Typically, AI researchers are not overly concerned with how similar AI systems are to biological systems. Yet, AI and CTM [the computational theory of mind] are intimately related. To the extent that CTM is correct in asserting that minds are computing systems, it should be possible to reproduce mental computations, or at least computations equivalent to mental ones, in artificial systems. And to the extent that AI makes progress in building computing systems that exhibit mental capacities, it lends plausibility to CTM.
Progress has certainly been made, most notably in the ability of these chatbots to digest and produce language itself. Surely it makes all the sense in the world now to imagine the human mind as an organic computing system, complete with hardware, software, processing power, and programming. Some, such as Elon Musk, have bought fully into this view, deploying their money, time, and influence to build upon it.
But what kind of world is this theory endeavoring to build? This is the central, if veiled, concern of philosopher David Bentley Hart’s new book All Things Are Full of Gods. Expanding on his previous philosophical work on modernity, philosophy, and science, the book is a sweeping investigation of current scientific research and development, touching on neuroscience, panpsychism, Neo-Darwinism, the concept of emergence, thermodynamics, Integrated Information Theory, functionalism, and quantum theory, to name just a few. Whereas Hart’s previous books often turn to philosophy of mind, this book is encyclopedic because it addresses itself to a larger concern. Here he asks not only how we know the world, but how we put our answers to work in building it. Nothing less than the scientific and technological project of the last few centuries is at issue.
We often say that ideas shape the world. But Hart sees in our age the causation often run in the opposite direction. It is the world we are making that is shaping our beliefs. The persuasive force of the belief that all that exists is matter in motion comes not from the academy but from Silicon Valley. Machines are mechanical materialism in physical shape, fashioning our lives according to their principles. Mounting more than a purely philosophical attack, Hart writes with an intense concern for what we are building, not only what we are theorizing. There is a sense in which this book is written for the architects and consumers of our technological world.
The plan of today’s technological architects to build our future world, he fears, might actually succeed, and in so doing radically transform what the world is, what it means to live, and how the future unravels.
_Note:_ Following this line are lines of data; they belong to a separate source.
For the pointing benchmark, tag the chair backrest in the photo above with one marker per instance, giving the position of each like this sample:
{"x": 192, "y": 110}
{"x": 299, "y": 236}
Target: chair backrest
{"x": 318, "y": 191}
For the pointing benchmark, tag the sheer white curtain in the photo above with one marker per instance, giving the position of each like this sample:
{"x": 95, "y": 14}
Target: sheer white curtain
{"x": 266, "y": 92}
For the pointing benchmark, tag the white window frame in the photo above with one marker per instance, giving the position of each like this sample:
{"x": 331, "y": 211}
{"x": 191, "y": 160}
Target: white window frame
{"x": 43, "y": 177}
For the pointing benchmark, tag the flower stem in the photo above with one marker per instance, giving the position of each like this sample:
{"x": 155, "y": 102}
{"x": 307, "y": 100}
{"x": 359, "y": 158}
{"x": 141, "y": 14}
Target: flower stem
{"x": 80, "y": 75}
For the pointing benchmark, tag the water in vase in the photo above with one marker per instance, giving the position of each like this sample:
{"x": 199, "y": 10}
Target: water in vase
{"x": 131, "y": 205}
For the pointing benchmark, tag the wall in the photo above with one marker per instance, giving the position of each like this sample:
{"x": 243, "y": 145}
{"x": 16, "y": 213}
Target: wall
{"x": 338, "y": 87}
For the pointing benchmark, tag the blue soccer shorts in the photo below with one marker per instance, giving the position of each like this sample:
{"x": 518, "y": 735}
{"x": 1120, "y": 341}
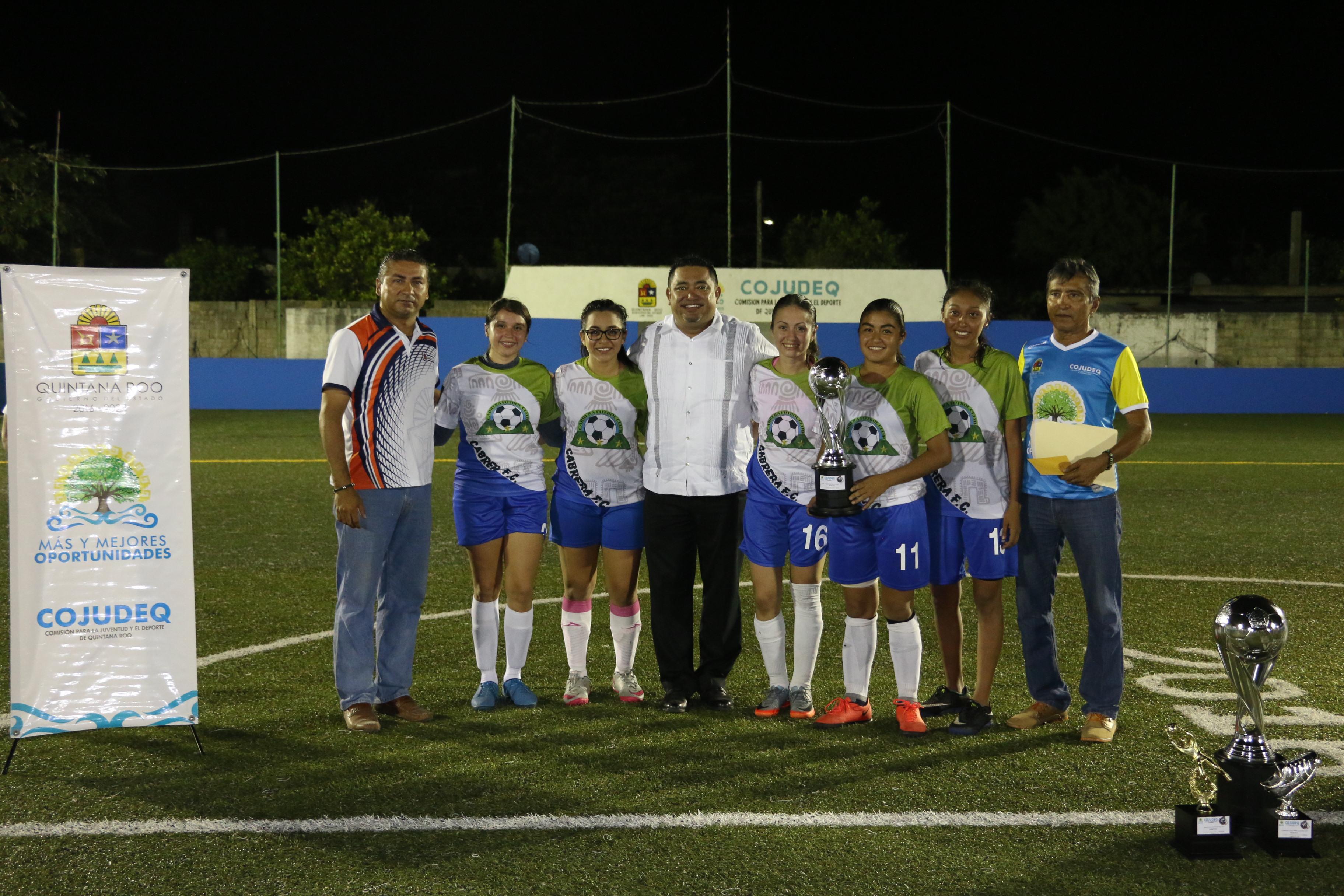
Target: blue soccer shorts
{"x": 890, "y": 545}
{"x": 581, "y": 524}
{"x": 775, "y": 530}
{"x": 483, "y": 516}
{"x": 958, "y": 543}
World, life, and meaning may come to be replaced with something else entirely.
As a rejection of the opaque style of many contemporary philosophers, Hart frames his book as a dialogue between four Greek gods. Psyche speaks for Hart’s position on life and mind, Eros for his beliefs about the ultimate ends of desire, and Hermes for his views about the nature of language. Hephaistos, god of technology and manufacture, is happily convinced that mechanical materialism successfully describes the world. For Phaesty, as Psyche nicknames him, mind might be an illusion of matter, or it may emerge from it; whatever the case, matter is always the origin from which all else springs. It does not seem that Hart is painting with Hephaistos a caricature of some contemporary scientist or philosopher, unless it is to some extent himself. “I am of the party of Psyche, Hermes, and Eros, it is true; but,” Hart confesses, “Hephaistos is part of me.” He speaks, Hart writes, “for my doubts and hesitations” — the gaps that remain after the other three gods have made their case against mechanical materialism.
The book is written very much in Hart’s own style, but after some introductory material the gods alone are speaking, and Hart gives them room to be themselves. For example, Eros and Psyche are often making eyes at each other:
Eros: … And can mind emerge from truly mechanistic material causes? Is emergence of that sort even logically conceivable?
Psyche: My love.
Eros: Yes, my soul?
Psyche: I’m impressed.
Eros: I’m not just a pretty face, my soul.
Psyche: [With a hint of fond salacity in her voice:] Oh, how well I know that. But can we agree to address the question of organic life’s structure later? I fear we may be entering upon too large a question for the little time that remains before our dinner.
Eros: Perhaps that’s for the best.
Hephaistos: Well, wait a moment, let’s not curtail the natural course of the argument before I’m satisfied that I know where we stand.
And Hephaistos, always the advocate for mechanical materialism, is himself full of dry satire. Later in the book, we read:
Psyche: [After several moments of expectant silence:] Phaesty, my dear, your audience eagerly awaits.
Hephaistos: [Turning about:] Why, you furtive little deities you, I should have heard your approach.
Hermes: Not mine, surely.
Hephaistos: I was simply pondering how we should resume our debate. What’s clear to me is that we’ll have to revisit such matters as causal closure and emergence and so forth, since that’s the most elementary level of our disagreement.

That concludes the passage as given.